Niko's Project Corner

Bananagrams is a real-time word game in which participants race to build their own crosswords. It requires comprehensive vocabulary, fast thinking and good decision making. Some times situations arise which require an either-or decision: do I scrap my partial solution and do a fresh start or not? Or you may be left with one unusable extra letter, which you can put back into the pile and pick up three random new ones. This first article of the topic describes a two-phase artificial neural network which detects and identifies the tiles from an image. The second article will describe how to generate a valid crossword from given letters.

An example game set is shown in Figure 1. There are a few different rule-sets, but in one of them each player is dealth N random tiles face down, and when everybody is ready, they are flipped over and it is just a race to construct a valid crossword which uses all the tiles.

Figure 1: Bananagrams game puch, along with a small crossword and some left-over letter tiles.
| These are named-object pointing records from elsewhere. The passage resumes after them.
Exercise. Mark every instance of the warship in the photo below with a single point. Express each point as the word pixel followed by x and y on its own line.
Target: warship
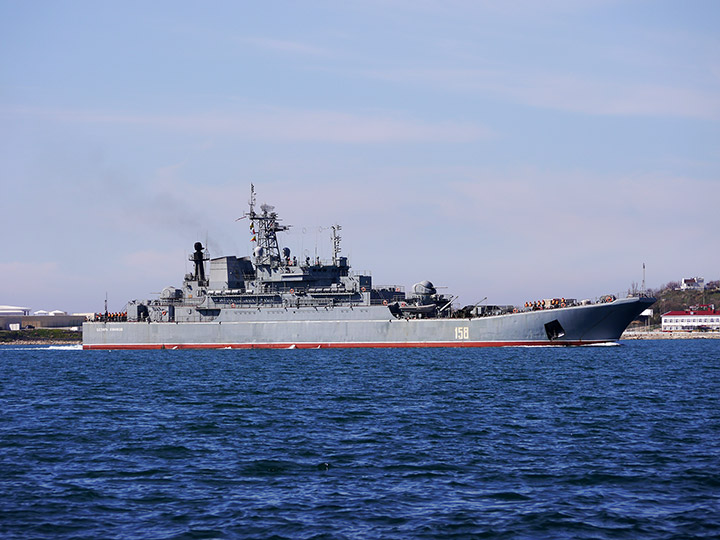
pixel 272 300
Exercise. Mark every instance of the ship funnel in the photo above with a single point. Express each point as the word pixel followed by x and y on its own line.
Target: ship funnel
pixel 198 257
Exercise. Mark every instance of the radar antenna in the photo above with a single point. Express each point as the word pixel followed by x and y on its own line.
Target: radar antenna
pixel 265 226
pixel 252 200
pixel 336 244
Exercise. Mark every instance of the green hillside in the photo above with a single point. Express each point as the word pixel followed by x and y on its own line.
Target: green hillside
pixel 40 335
pixel 669 299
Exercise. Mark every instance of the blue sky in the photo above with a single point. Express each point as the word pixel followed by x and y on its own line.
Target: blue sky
pixel 514 150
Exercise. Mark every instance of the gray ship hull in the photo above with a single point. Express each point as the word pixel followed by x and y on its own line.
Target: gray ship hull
pixel 371 326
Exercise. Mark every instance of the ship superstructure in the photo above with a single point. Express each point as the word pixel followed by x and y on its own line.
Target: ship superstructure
pixel 272 299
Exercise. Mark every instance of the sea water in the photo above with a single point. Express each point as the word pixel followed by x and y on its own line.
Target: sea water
pixel 596 442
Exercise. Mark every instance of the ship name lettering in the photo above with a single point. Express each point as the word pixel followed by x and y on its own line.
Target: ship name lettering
pixel 462 332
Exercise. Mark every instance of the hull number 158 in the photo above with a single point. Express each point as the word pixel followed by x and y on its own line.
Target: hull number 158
pixel 462 332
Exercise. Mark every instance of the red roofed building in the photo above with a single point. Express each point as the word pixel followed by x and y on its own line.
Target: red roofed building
pixel 705 318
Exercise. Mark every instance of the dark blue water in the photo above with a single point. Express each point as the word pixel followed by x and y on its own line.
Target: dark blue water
pixel 606 442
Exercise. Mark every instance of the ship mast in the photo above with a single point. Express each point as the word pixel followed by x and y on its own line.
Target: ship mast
pixel 336 244
pixel 266 225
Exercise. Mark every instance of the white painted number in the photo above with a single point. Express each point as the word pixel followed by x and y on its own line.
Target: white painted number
pixel 462 332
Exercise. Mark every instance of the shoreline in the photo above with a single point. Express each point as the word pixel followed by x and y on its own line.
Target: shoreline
pixel 630 335
pixel 40 342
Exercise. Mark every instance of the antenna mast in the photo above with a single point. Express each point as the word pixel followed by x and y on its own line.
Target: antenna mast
pixel 642 290
pixel 336 244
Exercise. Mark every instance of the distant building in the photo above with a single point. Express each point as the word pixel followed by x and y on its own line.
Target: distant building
pixel 705 318
pixel 14 311
pixel 694 284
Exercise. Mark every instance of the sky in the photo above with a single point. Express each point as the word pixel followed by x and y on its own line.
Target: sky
pixel 510 150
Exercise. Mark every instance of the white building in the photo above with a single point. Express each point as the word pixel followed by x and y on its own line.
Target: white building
pixel 697 284
pixel 705 318
pixel 14 311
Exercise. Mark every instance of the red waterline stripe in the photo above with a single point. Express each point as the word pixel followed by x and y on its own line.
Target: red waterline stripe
pixel 342 345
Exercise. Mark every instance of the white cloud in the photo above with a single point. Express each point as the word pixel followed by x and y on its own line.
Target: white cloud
pixel 274 124
pixel 285 46
pixel 567 92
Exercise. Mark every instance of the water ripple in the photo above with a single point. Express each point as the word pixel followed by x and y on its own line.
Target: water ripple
pixel 619 442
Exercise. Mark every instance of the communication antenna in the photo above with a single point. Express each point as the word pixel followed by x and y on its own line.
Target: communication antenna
pixel 252 199
pixel 643 285
pixel 336 243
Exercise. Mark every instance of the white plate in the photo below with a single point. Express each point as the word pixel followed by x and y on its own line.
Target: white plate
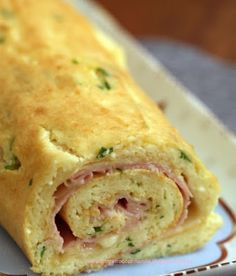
pixel 215 145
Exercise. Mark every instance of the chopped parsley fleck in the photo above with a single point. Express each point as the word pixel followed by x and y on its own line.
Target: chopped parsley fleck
pixel 184 156
pixel 135 251
pixel 97 228
pixel 42 251
pixel 7 14
pixel 102 75
pixel 130 244
pixel 102 72
pixel 31 182
pixel 75 61
pixel 14 163
pixel 104 152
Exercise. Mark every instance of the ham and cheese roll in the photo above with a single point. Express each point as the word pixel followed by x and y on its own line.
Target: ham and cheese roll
pixel 91 172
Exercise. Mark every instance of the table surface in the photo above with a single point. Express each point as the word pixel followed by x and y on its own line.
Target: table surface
pixel 208 24
pixel 187 36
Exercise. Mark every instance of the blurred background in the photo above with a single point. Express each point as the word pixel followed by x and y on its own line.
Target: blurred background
pixel 194 39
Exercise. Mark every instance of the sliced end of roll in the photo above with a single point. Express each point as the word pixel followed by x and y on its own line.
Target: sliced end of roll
pixel 107 212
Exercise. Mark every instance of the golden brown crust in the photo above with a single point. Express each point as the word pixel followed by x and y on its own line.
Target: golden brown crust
pixel 63 96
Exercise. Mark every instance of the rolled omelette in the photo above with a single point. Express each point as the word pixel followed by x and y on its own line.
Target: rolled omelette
pixel 91 171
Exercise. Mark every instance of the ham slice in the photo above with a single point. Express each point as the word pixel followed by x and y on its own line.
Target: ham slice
pixel 123 202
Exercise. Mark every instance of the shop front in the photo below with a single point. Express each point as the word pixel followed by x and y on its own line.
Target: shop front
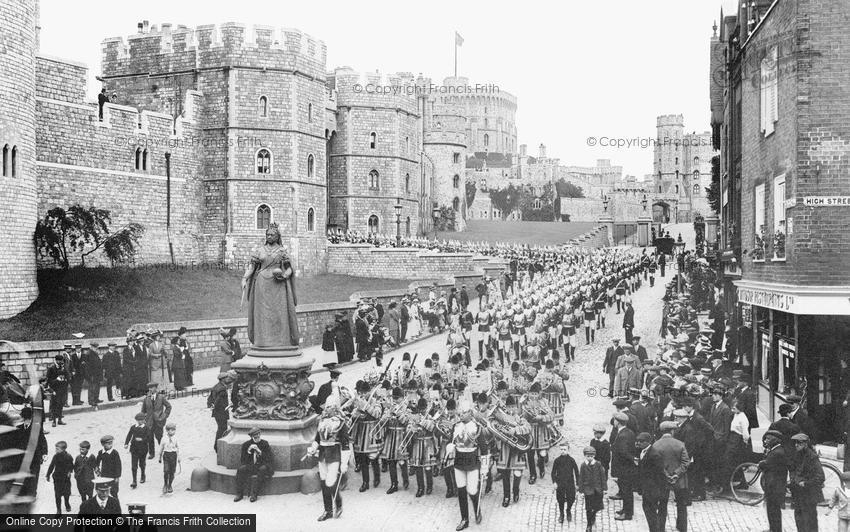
pixel 793 339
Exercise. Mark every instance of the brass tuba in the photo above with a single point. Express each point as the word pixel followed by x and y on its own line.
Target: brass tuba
pixel 497 422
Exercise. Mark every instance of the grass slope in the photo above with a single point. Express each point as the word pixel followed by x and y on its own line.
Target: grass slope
pixel 104 301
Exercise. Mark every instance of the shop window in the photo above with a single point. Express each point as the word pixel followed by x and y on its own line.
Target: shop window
pixel 779 217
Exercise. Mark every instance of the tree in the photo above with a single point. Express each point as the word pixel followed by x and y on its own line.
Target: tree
pixel 471 188
pixel 506 200
pixel 713 192
pixel 84 230
pixel 566 189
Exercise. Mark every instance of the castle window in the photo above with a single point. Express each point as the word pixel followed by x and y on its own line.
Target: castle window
pixel 264 216
pixel 264 161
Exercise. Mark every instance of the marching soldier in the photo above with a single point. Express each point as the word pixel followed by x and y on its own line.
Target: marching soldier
pixel 512 458
pixel 423 456
pixel 365 440
pixel 331 440
pixel 395 420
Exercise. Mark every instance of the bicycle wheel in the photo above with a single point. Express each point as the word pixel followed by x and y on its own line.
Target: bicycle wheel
pixel 746 484
pixel 832 481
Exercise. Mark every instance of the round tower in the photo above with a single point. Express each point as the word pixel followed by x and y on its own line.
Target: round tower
pixel 17 155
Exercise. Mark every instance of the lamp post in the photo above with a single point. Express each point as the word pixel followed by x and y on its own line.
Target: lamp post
pixel 397 208
pixel 435 215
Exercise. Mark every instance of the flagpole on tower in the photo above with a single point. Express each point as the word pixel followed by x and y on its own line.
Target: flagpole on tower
pixel 458 43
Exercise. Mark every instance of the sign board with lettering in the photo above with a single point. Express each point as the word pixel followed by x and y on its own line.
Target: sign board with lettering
pixel 766 299
pixel 826 201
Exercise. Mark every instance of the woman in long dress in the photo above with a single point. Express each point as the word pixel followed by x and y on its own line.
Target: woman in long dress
pixel 269 286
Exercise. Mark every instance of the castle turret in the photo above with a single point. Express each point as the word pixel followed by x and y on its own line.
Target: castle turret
pixel 18 33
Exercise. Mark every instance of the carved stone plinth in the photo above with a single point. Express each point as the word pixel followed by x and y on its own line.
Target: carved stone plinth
pixel 273 389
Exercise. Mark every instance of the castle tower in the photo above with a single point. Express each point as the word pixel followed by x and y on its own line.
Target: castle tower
pixel 445 144
pixel 375 156
pixel 19 214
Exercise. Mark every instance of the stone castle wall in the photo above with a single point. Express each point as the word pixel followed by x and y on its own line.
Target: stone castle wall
pixel 17 155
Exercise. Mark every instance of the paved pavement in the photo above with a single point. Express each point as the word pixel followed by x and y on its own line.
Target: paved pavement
pixel 374 510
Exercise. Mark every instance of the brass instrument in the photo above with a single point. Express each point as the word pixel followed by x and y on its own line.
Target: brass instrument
pixel 396 410
pixel 504 431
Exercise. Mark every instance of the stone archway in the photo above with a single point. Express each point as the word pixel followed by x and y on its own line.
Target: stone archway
pixel 661 212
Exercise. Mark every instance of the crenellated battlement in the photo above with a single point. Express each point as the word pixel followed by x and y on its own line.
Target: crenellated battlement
pixel 671 120
pixel 166 48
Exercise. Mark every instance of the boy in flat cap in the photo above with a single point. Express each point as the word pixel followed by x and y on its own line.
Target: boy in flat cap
pixel 103 503
pixel 775 474
pixel 806 483
pixel 85 465
pixel 138 440
pixel 61 468
pixel 592 483
pixel 109 462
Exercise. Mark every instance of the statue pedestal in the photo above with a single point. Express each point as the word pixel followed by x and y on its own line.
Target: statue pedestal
pixel 274 385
The first step is to localize tiles from a given image. The training data was constructed by simply manually creating a black-and-white mask in GIMP, in which a pixel is white if it is near the center of a tile, or black if it is not. An example is shown in Figure 2.

Source videos have a resolution of 1920 × 1080, which are downscaled to 25% of the original size to a resolution of 480 × 270. Each frame's two halves are used as two separate samples, and the network is trained on rectangular images of resolution 270 × 270. The network could be trained with non-rectangular images as well, but data augmentation (especially image rotations) work better on rectangular ones.

Each sample is used to generate four versions of it, applying rotations by 0, 90, 180 and 270 degrees and also introducing gaussian blur with a random radius. Since there are 21 frames of training data, the shape of the Numpy array is 21 * 2 * 4 × 270 × 270 × 4 = 168 × 270 × 270 × 4. The last three dimensions are input image's red, green and blue values, and the fouth one is the intended mask. Examples are shown in Figure 3, where the last channel is combined with the input image's red channel.

Figure 2: Manually created mask of letter tile centers. Face-down tiles are ignored.

Figure 3: Augmented images with varying amounts of blur, starting from the least blurred to the most blurred example.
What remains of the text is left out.